Beiser also tags along on medical rounds to observe students in action. "I know I have been successful when a student is struggling with an issue," he says.

The emergence of physician-assisted suicide as front page news has sparked public debate about medical ethics. But what really propels the buzz is medicine itself.

"Many forms of life support, about which there often difficult questions now, didn't exist four decades ago or even three decades ago," says Brock. "Many ethical issues have arisen from the advances and success of medicine. Now that it can do so much more for people, issues about justice and distribution become more important."
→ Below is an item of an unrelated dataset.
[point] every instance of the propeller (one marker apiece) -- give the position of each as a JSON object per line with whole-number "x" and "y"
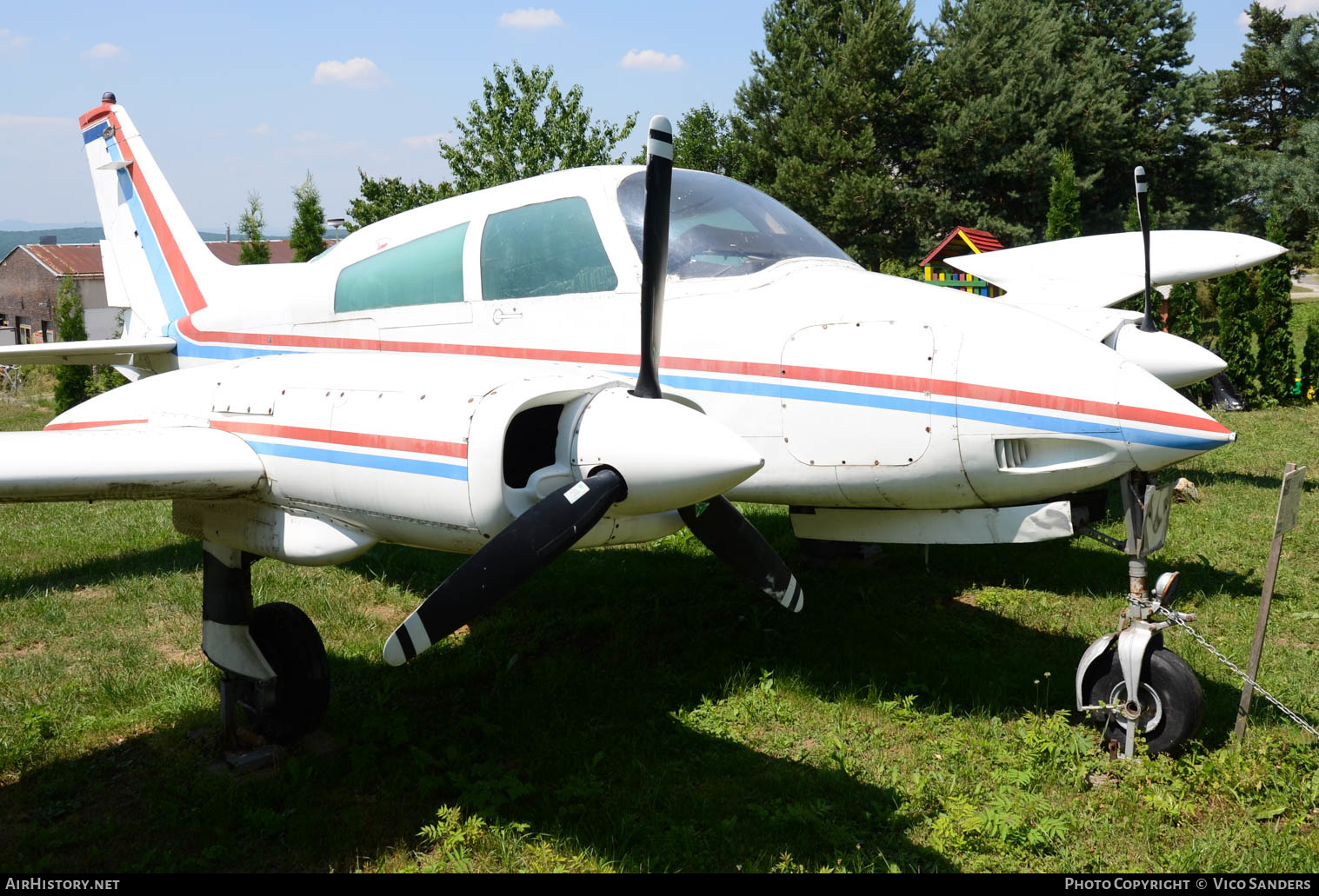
{"x": 1142, "y": 209}
{"x": 674, "y": 454}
Beiser also believes that medical ethics is a hot topic because of the changes in popular culture. "There have been medical ethics since antiquity," Beiser says. "The current explosion is happening in part because we can discuss things in public that we couldn't 30 years ago."

But Brock believes there are even more pressing ethical issues than physician-assisted suicide. "The issues of access to medical care, health care reform and the growth of managed care are far more important," he says. "Physician-assisted suicide is only going to be a real issue for a small number of patients."

The two liberal arts educators enjoy their time in the hospitals. They say they believe their presence adds to the life blood of the hospital. "We are having an educational impact on attending physicians," says Beiser. "That is a good thing."